For several years, my newspaper, The Bridgeport Post, had been hammering editorially at the police department’s ineffectiveness and its seeming apathy toward crime against minorities. But the inaction on the Hart case, along with another incident, prompted Publisher Dudley Thomas to suggest an unprecedented front-page editorial lambasting the Bridgeport Police Department for its lack of leadership. The idea was unanimously endorsed by Post editors who felt it was a community newspaper’s responsibility to keep a poor child’s murder from being forgotten.
On May 17, our readers opened their newspapers to read, “The beating death of a 3-year-old child is not a routine matter.

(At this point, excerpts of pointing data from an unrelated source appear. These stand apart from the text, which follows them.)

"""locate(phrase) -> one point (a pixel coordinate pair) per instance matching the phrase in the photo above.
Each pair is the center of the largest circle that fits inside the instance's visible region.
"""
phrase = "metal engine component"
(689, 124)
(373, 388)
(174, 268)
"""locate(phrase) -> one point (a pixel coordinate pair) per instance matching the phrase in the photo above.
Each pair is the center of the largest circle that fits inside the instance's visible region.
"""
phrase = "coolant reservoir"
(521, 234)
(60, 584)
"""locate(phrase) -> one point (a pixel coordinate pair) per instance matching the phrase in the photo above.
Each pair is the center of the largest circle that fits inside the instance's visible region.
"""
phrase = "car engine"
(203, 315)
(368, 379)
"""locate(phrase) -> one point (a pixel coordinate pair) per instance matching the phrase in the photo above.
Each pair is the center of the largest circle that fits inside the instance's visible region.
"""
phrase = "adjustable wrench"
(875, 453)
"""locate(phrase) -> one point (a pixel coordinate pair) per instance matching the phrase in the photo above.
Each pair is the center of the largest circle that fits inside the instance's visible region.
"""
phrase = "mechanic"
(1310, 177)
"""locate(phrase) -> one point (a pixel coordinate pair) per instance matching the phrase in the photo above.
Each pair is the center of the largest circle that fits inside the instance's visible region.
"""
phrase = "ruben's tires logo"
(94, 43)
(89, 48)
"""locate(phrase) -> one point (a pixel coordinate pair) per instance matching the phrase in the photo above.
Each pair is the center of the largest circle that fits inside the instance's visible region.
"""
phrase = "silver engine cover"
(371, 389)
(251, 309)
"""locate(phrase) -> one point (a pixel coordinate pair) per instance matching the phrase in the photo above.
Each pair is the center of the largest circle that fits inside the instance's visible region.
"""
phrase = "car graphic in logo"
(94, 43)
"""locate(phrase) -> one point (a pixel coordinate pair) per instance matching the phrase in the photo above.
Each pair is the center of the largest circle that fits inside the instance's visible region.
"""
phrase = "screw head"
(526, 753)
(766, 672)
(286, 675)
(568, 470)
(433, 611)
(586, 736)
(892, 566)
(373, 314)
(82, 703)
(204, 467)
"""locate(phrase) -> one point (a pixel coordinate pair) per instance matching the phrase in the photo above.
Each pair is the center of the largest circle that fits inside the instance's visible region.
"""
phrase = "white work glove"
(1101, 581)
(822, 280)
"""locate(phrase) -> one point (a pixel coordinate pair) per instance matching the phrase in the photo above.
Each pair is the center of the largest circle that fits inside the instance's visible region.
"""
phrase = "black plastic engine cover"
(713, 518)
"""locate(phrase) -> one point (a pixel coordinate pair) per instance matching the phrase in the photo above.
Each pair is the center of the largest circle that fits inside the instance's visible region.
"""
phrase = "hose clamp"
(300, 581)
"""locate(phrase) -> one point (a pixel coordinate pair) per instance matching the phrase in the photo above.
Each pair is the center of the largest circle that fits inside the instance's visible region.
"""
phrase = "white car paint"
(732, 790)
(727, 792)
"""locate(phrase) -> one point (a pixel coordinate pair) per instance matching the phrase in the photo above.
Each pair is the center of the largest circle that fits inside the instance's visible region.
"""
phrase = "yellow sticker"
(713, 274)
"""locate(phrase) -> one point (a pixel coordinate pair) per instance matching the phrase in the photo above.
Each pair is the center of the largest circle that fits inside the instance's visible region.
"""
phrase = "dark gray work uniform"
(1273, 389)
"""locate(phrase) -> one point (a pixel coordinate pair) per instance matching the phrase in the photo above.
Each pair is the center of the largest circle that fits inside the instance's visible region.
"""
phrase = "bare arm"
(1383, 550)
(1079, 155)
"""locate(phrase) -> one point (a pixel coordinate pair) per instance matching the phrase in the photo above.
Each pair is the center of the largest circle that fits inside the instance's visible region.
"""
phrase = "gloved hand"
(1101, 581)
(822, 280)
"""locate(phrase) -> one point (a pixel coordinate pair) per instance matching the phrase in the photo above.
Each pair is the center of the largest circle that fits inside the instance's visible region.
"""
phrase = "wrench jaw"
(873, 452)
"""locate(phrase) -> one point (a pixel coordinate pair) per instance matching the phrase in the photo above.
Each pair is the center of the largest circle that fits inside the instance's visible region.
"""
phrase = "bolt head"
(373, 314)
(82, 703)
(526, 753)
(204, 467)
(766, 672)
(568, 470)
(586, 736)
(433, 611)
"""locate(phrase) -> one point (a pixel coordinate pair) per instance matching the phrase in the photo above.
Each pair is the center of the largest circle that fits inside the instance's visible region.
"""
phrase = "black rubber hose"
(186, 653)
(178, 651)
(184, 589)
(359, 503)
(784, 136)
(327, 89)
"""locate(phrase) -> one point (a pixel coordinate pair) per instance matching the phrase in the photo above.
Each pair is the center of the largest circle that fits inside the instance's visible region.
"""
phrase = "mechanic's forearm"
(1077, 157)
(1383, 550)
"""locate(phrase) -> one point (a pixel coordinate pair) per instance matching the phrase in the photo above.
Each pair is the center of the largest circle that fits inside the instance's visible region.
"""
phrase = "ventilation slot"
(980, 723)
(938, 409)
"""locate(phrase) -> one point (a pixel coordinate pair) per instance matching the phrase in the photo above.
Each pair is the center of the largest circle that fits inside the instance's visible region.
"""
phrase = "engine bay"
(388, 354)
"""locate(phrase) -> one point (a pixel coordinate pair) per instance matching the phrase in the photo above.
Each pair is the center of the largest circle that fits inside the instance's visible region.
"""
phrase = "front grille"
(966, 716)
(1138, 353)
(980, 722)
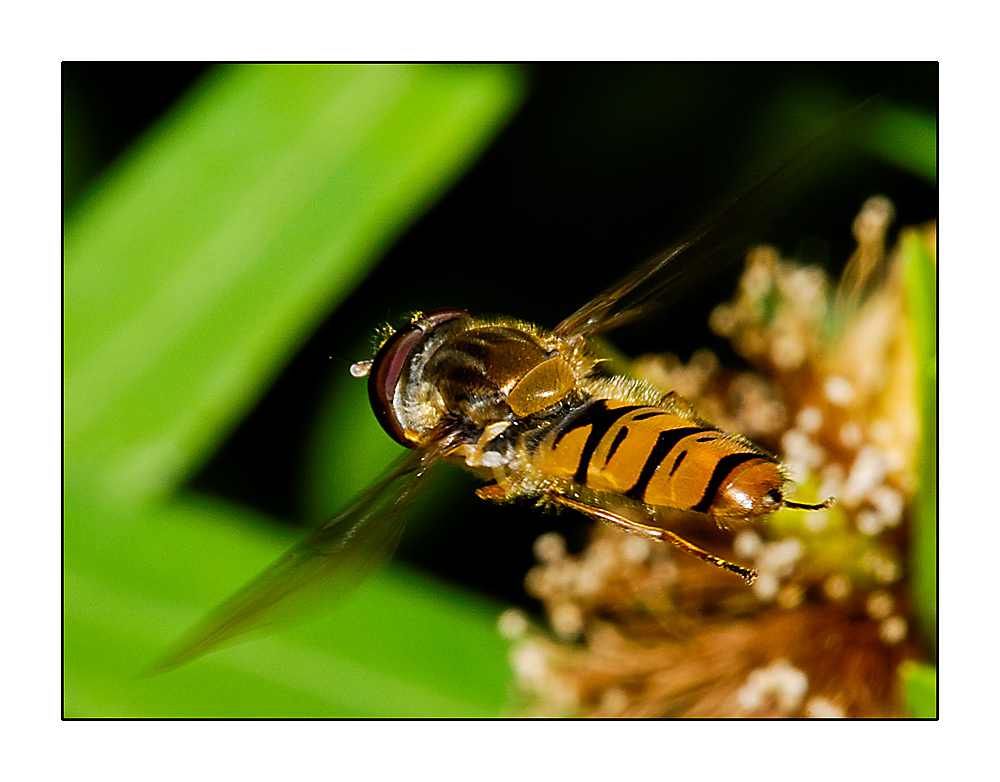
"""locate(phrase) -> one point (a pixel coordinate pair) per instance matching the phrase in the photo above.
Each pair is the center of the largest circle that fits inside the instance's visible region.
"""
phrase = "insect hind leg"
(604, 514)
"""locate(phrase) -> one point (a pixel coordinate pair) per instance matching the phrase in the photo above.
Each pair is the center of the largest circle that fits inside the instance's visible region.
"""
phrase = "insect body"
(528, 410)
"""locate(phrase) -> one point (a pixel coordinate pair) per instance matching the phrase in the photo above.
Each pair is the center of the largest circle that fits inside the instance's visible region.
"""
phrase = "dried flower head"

It’s not like an auto theft or burglary that goes unattended.” The editorial said the Hart murder investigation had been “mired in confusion” and suggested that “if Bridgeport can’t run its police department effectively, the state should step in.”

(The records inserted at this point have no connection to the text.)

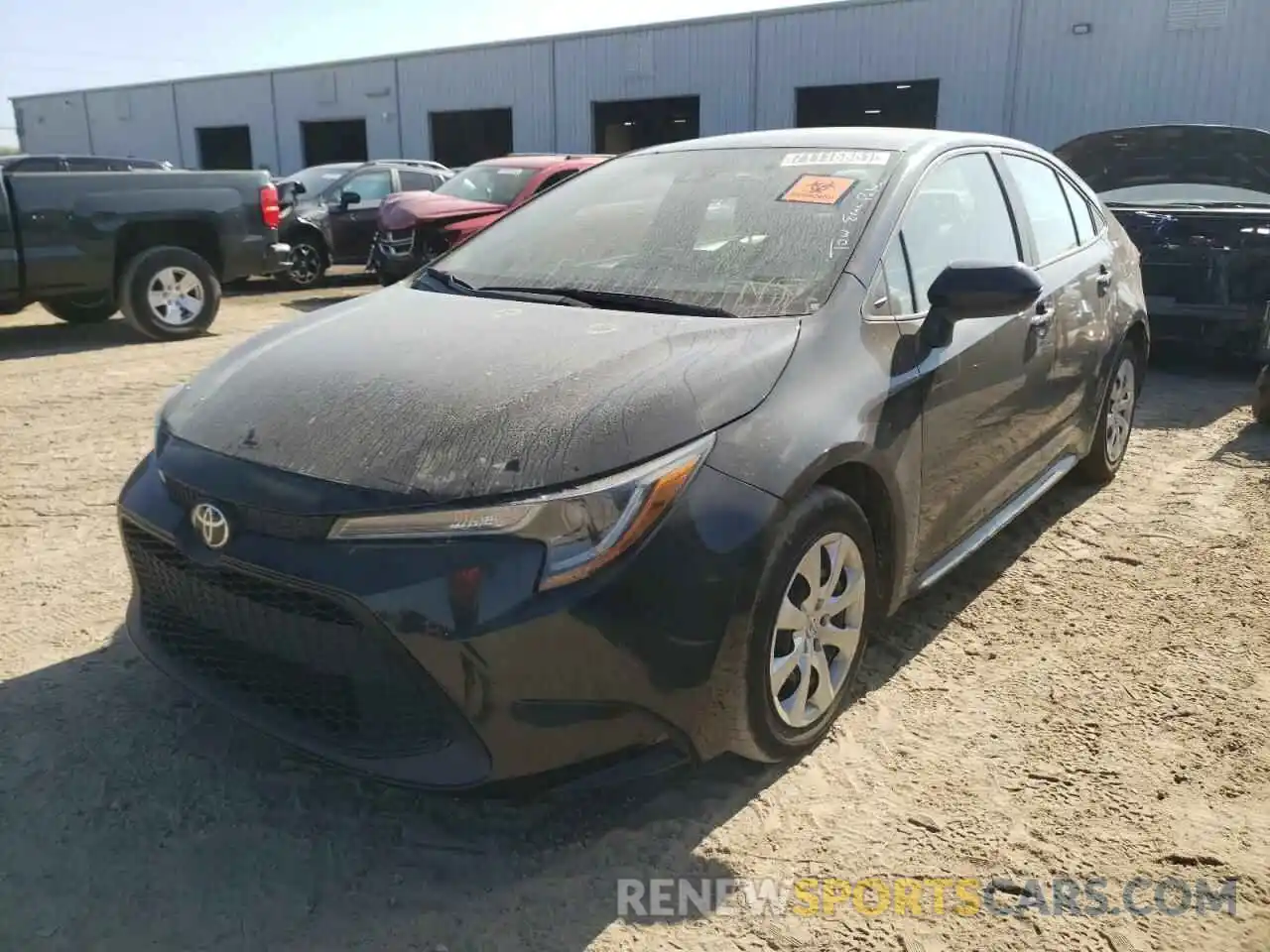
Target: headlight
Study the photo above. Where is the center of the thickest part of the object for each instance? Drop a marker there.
(583, 529)
(159, 413)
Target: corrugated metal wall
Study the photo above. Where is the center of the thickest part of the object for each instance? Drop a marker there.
(712, 61)
(137, 122)
(358, 90)
(516, 75)
(56, 123)
(965, 45)
(1043, 70)
(232, 100)
(1132, 68)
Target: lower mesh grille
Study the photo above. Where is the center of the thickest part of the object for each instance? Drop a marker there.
(295, 657)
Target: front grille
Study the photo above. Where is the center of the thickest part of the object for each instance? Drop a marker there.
(399, 244)
(296, 658)
(263, 522)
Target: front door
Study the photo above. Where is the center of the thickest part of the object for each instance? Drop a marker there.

Leaders in the African-American community who had been outraged by the lack of action, were pleased with the newspaper’s prodding. “It seems to me the police dropped the ball on this. Where are their priorities? Ticketing cars?” asked State Representative Ernest Newton, whose district includes Brenda Lee’s last home.
And, as a matter of fact, immediately after the editorial, police stepped up their ticket writing on expired parking meters around The Bridgeport Post.
The next step for the Post was to ask the state to offer a reward in the case. But that request hit a dead end.
Weeks passed. “Progress is being made,” police kept saying, but still there was no arrest. Thomas asked editors what they thought about the newspaper offering a $5000 reward for information that lead to an arrest and conviction in the case.
As city editor, I endorsed the idea without hesitation. Over the years, I had seen many examples of apathy in the city. But this case was inexcusable. If the reward would prod the police investigation along or help provide new clues, why not?
“Someone had to be an advocate for her and no one in the city seemed to want to. We saw it as our role,” said Executive Editor Robert A. Laska. “If she were a child in one of the suburban communities, there would have been a public outcry.”
On July 11, the Post announced the reward offer in a front-page story accompanied by a front-page editorial:
“Shame on the city of Bridgeport. It is time for action . . . It is time for public outrage about the inaction in the Brenda Lee Hart case, an inaction which is symbolic of what is wrong with Bridgeport.
” . . . Shame on the city of Bridgeport. More city residents turned out in recent years to protest a proposed Little League complex . . . than have voiced outrage about the rising number of homicides in Bridgeport and the death of this defenseless child.”
Five days later, Pearlie Alfred, Brenda Lee’s unofficial custodian, was charged with manslaughter.
Some in the police hierarchy said the reward had nothing to do with the arrest. But Ted Meekins, president of the Bridgeport Guardians, a group representing minority police officers, disagreed. Meekins said the efforts of the newspaper along with those of the minority community, pushed the police department to fully investigate the case. “Had it not been for Bridgeport Post Publisher Dudley Thomas keeping this issue alive, I do not believe this would have been the case.”
The Post’s reward offer was reported by other local media, although that wasn’t the paper’s intent. “We didn’t want the newspaper to become the story,” Thomas said. “What is important is that the Post didn’t allow this story to slip through the cracks and was able to gather and marshal the indignation of the readership to get to the bottom of Brenda Lee Hart’s death.”
Would the Post do the same thing again?
“It’s not something we’d look forward to doing again, but we wouldn’t rule it out,” Thomas said. “I would hope the situation would never arise again.”